The Tate’s survey is not so much about individual works as it is about the total mass of his oeuvre. There are photographic documents of the simple interventions he has made on his rambles around remote areas of the world – trampled lines, scuffed circles of twigs, stones in patterns. Maps and text works mark his interests and encounters, and stone installations feature shards and boulders arranged in neat patterns on the gallery floor.
There’s a pleasing spaciousness and sense of escape here. Long is never rearranging nature, so much as leaving a shadow of his passage across it, and a gentle sense of beauty imbues much of what’s on show. Where all his wanderings ultimately lead is hard to say, but it’s pleasant enough to tag along.
Timothy Barber
Opera
LULU
Royal Opera House
WHEN Lulu was first performed in 1937 it caused great offence and furore. Even modern audiences are jarred by its story of depravity, monstrosity and sexual power-play.
Alban Berg took the story from two plays by the German playwright Frank Wedekind, whose Spring Awakening – recently in musical form in the West End – sent ripples through London with its ruthless, exciting melodrama.
The opera is atonal and long (over three hours) and Christof Loy’s production doesn’t make the unforgiving music any easier to take. The role of Lulu is unique in opera – the leading lady must be a man-wrecking, money-grabbing guttersnipe turned wealthy woman of the world who magnetises as much as she repels. Here she’s played by Agneta Eichenholz, a little-known Swedish soprano, very austere-looking and slight, though beguiling in her tight black dresses and stilettos.

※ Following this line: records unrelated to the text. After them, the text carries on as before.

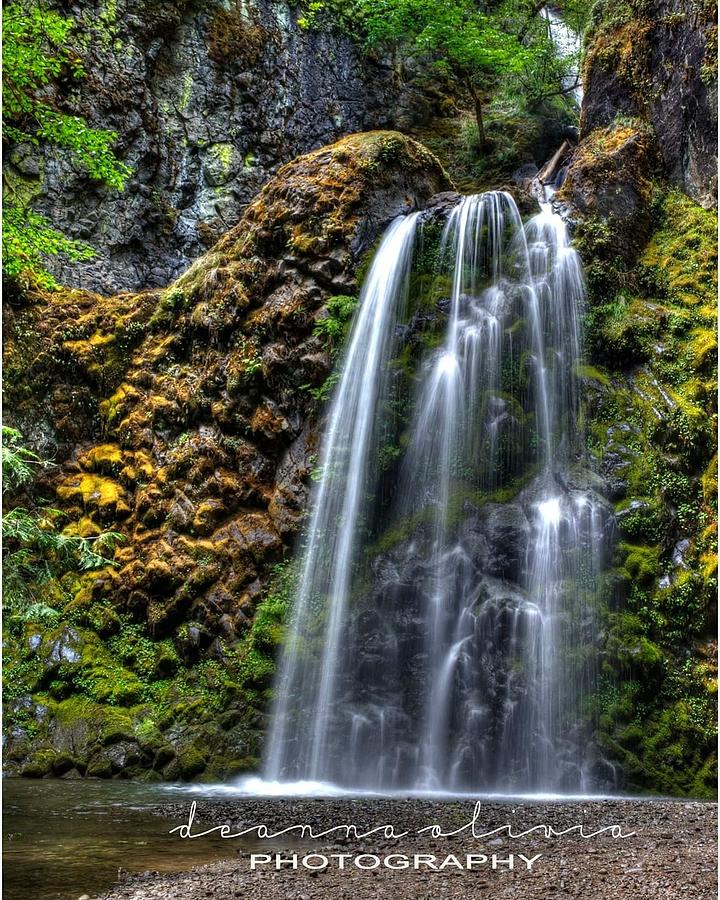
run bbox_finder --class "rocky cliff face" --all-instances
[556,0,717,795]
[6,0,430,293]
[581,0,717,208]
[5,132,448,777]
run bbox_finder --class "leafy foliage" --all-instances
[2,427,122,619]
[300,0,575,145]
[3,0,130,288]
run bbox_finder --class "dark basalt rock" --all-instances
[581,0,717,208]
[6,0,438,293]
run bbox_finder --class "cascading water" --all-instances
[264,192,604,791]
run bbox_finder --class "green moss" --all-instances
[582,185,717,797]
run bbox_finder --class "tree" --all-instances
[300,0,584,146]
[2,427,122,618]
[2,0,130,287]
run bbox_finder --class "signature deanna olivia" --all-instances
[169,800,637,840]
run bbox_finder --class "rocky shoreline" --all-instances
[98,794,717,900]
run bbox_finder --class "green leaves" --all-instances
[2,0,131,289]
[2,427,123,619]
[2,201,94,290]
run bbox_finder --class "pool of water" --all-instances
[2,778,258,900]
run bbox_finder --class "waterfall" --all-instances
[264,192,605,792]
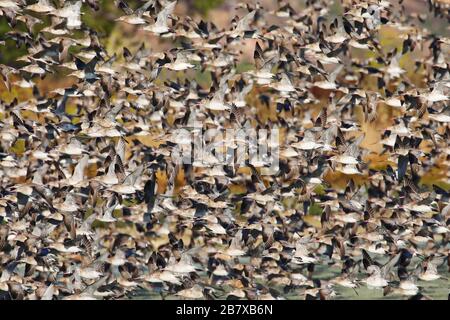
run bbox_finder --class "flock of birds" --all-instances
[0,0,450,299]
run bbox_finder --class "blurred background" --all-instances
[0,0,450,65]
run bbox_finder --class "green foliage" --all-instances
[194,0,223,15]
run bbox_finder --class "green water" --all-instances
[130,258,450,300]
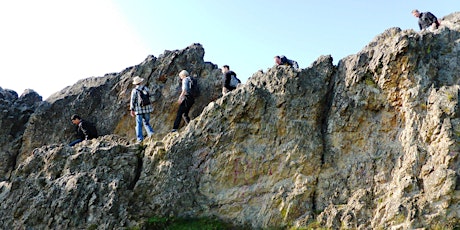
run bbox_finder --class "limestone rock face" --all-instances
[18,44,221,164]
[0,13,460,229]
[0,88,42,181]
[0,135,140,229]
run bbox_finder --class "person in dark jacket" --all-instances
[222,65,241,95]
[274,55,299,70]
[171,70,195,132]
[69,114,98,146]
[412,10,440,30]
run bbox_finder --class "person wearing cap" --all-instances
[69,114,98,146]
[171,70,195,132]
[273,55,299,70]
[129,76,154,142]
[412,10,440,30]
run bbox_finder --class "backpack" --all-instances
[230,71,241,88]
[190,76,200,98]
[136,89,151,107]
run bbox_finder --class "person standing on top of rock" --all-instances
[171,70,195,132]
[129,76,154,143]
[222,65,241,95]
[69,114,98,146]
[412,10,440,30]
[274,55,299,70]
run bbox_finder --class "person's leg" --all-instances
[173,100,185,130]
[142,113,153,137]
[136,114,144,141]
[69,139,83,146]
[182,97,194,124]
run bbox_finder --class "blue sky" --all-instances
[0,0,460,98]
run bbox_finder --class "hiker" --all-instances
[171,70,195,132]
[412,10,440,30]
[274,55,299,70]
[69,114,97,146]
[222,65,241,95]
[129,76,153,143]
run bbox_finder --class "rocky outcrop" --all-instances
[19,44,221,164]
[0,13,460,229]
[0,88,42,181]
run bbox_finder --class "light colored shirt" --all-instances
[129,85,153,115]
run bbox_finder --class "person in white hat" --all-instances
[129,76,154,142]
[171,70,195,132]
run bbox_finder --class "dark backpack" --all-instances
[230,71,241,88]
[190,76,200,98]
[136,89,151,107]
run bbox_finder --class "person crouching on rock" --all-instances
[69,114,97,146]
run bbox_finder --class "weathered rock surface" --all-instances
[0,13,460,229]
[19,44,221,164]
[0,88,42,181]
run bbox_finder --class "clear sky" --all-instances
[0,0,460,99]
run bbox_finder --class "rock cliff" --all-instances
[0,13,460,229]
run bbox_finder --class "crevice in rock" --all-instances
[128,149,145,190]
[321,66,337,166]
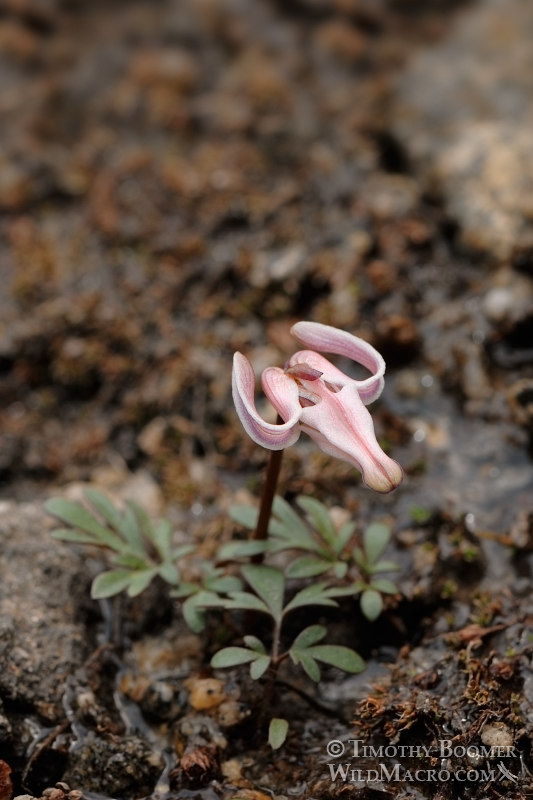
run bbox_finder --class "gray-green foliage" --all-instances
[227,495,397,620]
[46,489,193,598]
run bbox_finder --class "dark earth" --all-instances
[0,0,533,800]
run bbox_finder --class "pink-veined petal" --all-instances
[291,322,385,405]
[232,353,302,450]
[287,350,385,406]
[300,384,403,493]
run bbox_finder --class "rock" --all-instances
[0,502,90,722]
[392,0,533,260]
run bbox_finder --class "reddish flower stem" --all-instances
[252,414,283,564]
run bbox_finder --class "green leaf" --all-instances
[244,634,266,654]
[307,644,365,673]
[268,717,289,750]
[128,567,157,597]
[229,506,259,531]
[371,561,400,575]
[352,547,369,573]
[217,539,268,561]
[370,578,398,594]
[283,583,337,614]
[52,528,106,547]
[291,625,327,650]
[289,647,320,683]
[360,589,383,622]
[84,488,122,531]
[205,575,242,594]
[333,561,348,580]
[286,556,331,578]
[127,500,154,541]
[296,495,337,547]
[211,647,257,669]
[158,561,180,586]
[363,522,391,565]
[409,506,432,523]
[250,655,271,681]
[242,564,285,622]
[335,522,356,555]
[113,545,153,570]
[120,503,146,553]
[45,497,124,551]
[215,592,272,616]
[150,519,172,561]
[91,569,132,600]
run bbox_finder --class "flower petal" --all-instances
[300,382,403,493]
[291,322,385,405]
[232,353,302,450]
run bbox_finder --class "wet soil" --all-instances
[0,0,533,800]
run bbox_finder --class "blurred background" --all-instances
[0,0,533,531]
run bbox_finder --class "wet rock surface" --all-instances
[0,0,533,800]
[393,0,533,261]
[0,501,91,724]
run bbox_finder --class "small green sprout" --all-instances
[45,489,194,598]
[227,495,398,621]
[206,564,364,748]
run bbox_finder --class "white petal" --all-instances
[291,322,385,404]
[232,353,302,450]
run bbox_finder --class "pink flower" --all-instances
[233,322,403,492]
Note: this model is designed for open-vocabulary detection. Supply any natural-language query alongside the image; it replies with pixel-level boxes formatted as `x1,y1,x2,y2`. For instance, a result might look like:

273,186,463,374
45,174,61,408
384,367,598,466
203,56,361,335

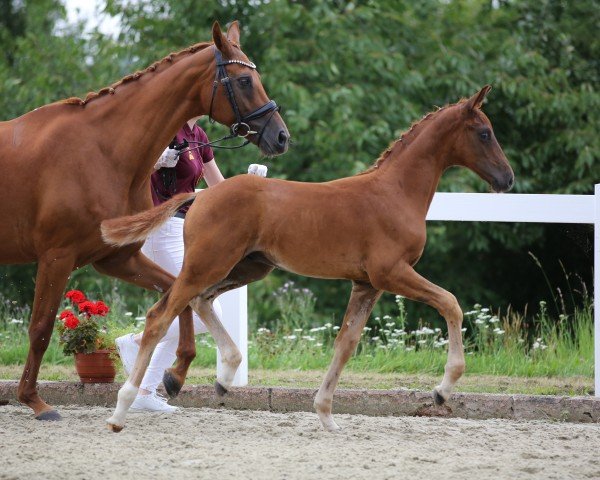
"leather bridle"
198,47,280,149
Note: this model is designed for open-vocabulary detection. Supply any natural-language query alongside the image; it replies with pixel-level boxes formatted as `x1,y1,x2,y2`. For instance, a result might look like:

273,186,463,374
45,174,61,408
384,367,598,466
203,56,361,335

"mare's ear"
227,20,240,47
464,85,492,111
213,22,233,58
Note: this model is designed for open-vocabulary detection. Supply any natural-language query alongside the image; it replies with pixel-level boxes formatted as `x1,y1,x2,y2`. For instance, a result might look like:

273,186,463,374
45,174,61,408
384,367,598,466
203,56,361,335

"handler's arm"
204,159,225,187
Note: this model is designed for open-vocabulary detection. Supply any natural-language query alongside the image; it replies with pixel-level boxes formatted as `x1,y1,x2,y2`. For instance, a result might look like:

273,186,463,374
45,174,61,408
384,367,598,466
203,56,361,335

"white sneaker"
115,333,140,375
129,392,178,413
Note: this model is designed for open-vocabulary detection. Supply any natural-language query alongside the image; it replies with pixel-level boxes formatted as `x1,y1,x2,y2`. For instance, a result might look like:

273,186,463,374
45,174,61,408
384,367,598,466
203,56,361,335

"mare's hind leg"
373,264,465,405
314,283,381,432
17,250,74,420
163,254,273,397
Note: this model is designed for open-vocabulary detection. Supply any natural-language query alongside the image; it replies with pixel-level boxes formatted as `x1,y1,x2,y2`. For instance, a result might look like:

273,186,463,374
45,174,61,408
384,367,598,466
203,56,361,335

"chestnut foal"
102,86,514,431
0,22,289,420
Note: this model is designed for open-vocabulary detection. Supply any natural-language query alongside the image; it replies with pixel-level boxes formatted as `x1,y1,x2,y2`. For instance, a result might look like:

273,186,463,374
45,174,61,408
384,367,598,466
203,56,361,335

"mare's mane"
59,42,212,106
357,98,467,175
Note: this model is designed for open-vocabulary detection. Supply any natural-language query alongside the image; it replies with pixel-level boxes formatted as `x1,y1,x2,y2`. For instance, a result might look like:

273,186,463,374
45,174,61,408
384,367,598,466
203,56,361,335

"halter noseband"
206,47,279,149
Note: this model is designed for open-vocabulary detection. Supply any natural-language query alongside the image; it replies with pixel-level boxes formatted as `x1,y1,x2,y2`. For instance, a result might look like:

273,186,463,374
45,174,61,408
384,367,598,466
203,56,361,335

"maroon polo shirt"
150,122,214,213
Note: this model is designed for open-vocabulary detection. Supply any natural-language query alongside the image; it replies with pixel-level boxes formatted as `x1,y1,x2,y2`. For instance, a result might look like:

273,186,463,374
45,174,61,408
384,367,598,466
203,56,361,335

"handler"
115,117,267,413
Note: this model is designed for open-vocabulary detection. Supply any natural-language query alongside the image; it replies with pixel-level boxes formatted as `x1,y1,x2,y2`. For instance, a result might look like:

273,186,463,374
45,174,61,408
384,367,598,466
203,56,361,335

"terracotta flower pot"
75,350,117,383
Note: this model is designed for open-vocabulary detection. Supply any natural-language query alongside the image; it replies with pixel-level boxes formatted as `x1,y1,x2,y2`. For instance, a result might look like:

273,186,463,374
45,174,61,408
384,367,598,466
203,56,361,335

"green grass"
0,293,594,391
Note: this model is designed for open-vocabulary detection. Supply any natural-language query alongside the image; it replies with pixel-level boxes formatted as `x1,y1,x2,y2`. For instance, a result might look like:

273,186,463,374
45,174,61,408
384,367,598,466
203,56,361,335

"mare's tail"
100,192,199,247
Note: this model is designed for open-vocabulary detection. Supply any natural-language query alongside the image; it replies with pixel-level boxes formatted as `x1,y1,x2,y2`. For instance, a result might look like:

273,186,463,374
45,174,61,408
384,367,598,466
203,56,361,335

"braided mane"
357,99,466,175
60,42,212,106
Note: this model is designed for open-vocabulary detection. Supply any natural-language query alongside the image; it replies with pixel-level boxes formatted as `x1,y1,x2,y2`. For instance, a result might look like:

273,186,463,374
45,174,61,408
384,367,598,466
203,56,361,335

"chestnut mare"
0,22,288,420
102,86,514,431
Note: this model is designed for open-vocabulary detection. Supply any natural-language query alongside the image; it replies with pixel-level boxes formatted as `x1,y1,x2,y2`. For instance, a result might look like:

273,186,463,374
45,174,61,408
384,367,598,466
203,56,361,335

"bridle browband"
181,47,280,153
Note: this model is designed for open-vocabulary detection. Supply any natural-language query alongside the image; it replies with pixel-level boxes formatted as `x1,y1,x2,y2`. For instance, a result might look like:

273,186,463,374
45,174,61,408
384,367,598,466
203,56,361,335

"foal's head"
204,21,290,155
451,85,515,192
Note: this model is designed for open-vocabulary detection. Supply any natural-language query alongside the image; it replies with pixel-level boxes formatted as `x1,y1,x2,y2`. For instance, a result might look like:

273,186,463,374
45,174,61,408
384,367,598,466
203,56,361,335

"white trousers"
140,217,222,392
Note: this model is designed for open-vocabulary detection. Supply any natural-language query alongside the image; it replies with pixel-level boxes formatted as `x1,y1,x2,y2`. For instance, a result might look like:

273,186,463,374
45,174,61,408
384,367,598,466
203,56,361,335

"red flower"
78,300,96,317
60,310,79,330
95,300,110,317
65,290,86,305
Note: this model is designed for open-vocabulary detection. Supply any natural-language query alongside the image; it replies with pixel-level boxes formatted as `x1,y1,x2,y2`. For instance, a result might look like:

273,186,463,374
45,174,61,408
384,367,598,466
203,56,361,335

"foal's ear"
227,20,240,47
464,85,492,111
213,22,233,58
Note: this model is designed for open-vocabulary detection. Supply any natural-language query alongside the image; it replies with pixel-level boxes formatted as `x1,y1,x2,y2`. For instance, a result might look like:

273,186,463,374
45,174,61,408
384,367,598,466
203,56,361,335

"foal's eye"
238,77,252,87
479,130,492,142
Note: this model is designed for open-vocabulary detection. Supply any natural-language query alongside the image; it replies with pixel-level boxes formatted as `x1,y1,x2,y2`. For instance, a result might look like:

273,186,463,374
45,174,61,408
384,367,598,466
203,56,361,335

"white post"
594,183,600,397
217,287,248,387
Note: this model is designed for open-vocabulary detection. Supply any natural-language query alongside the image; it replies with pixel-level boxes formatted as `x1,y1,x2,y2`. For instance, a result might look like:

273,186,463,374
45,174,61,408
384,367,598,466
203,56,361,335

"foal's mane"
357,98,467,175
60,42,212,106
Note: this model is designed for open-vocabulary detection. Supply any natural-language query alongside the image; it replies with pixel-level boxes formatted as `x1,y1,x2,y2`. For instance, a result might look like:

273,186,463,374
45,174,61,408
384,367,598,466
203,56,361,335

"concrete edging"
0,380,600,423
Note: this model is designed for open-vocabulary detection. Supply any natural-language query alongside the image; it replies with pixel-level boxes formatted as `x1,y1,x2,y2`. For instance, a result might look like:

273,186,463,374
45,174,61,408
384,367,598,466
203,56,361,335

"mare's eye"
479,130,492,142
238,77,252,87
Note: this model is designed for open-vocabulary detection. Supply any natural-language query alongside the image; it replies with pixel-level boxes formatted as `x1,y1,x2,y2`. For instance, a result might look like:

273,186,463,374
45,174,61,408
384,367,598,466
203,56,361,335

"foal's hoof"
163,370,181,398
35,410,62,422
433,388,447,406
106,423,123,433
215,382,228,397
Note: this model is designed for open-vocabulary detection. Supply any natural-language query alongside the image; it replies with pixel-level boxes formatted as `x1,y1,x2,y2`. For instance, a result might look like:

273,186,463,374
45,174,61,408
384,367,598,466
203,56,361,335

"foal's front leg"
372,264,465,405
314,283,381,432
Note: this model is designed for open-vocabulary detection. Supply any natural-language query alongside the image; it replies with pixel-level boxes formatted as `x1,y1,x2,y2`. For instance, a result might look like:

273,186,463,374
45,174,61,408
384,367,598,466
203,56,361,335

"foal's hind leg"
373,264,465,405
314,283,381,432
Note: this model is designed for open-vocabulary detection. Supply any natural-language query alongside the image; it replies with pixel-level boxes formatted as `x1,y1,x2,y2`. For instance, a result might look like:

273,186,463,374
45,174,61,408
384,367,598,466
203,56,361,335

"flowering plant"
57,290,110,355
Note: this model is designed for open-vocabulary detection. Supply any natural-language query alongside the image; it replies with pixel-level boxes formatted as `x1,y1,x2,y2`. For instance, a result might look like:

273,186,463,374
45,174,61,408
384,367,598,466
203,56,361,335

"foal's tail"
100,192,199,247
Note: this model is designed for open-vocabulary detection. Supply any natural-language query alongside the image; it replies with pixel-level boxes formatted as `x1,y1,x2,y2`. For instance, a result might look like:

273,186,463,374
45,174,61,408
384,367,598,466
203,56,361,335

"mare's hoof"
163,370,181,398
215,382,227,397
433,388,446,406
35,410,62,422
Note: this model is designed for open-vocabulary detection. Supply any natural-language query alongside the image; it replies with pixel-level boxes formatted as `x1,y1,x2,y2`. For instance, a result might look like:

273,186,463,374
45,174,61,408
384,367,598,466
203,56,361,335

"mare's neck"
85,47,214,184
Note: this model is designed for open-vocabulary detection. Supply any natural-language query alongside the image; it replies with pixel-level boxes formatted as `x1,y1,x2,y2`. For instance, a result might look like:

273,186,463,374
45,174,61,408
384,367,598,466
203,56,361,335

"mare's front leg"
314,282,381,432
17,250,74,420
107,282,192,432
163,253,273,397
371,264,465,405
94,250,196,395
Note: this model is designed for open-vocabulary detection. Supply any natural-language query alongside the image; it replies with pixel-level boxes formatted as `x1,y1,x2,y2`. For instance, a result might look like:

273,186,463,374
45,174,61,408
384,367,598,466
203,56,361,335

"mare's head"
209,21,290,155
451,85,515,192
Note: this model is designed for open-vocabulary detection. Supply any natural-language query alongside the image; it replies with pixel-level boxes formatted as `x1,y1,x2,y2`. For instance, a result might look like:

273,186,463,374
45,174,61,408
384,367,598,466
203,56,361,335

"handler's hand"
248,163,267,177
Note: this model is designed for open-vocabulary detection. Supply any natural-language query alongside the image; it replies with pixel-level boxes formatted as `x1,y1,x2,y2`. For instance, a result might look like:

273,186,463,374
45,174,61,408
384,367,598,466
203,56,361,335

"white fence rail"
217,184,600,396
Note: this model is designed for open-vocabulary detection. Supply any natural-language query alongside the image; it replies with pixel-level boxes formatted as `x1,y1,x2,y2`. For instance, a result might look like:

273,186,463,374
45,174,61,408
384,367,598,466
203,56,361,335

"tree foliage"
0,0,600,322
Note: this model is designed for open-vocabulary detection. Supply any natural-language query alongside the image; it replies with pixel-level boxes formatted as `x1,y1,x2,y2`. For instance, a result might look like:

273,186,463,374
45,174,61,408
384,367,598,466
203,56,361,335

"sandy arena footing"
0,405,600,480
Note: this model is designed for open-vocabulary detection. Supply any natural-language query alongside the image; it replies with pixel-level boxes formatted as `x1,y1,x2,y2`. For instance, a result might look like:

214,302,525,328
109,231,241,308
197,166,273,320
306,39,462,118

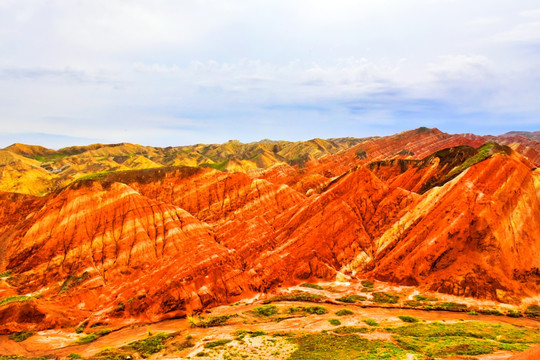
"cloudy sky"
0,0,540,148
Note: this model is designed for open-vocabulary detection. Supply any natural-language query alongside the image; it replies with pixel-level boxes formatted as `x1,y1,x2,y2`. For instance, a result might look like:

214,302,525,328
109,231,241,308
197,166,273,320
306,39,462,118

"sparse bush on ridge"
336,295,367,304
253,305,279,316
8,331,35,342
300,283,324,290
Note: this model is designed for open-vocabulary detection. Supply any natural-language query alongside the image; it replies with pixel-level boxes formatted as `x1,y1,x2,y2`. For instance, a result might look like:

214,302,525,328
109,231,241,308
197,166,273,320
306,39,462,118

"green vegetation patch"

The staging is completely minimalist: empty rooms, bright lights, suits and business attire. In this context the men in Lulu’s orbit flail and die, or kill, with Lulu remaining a blank, inscrutable and ultimately destructive force at their core. The production is supremely bleak, almost philosophically so.
I craved something to lighten this excessively stark tableau, and would have welcomed more colour, noise and passion.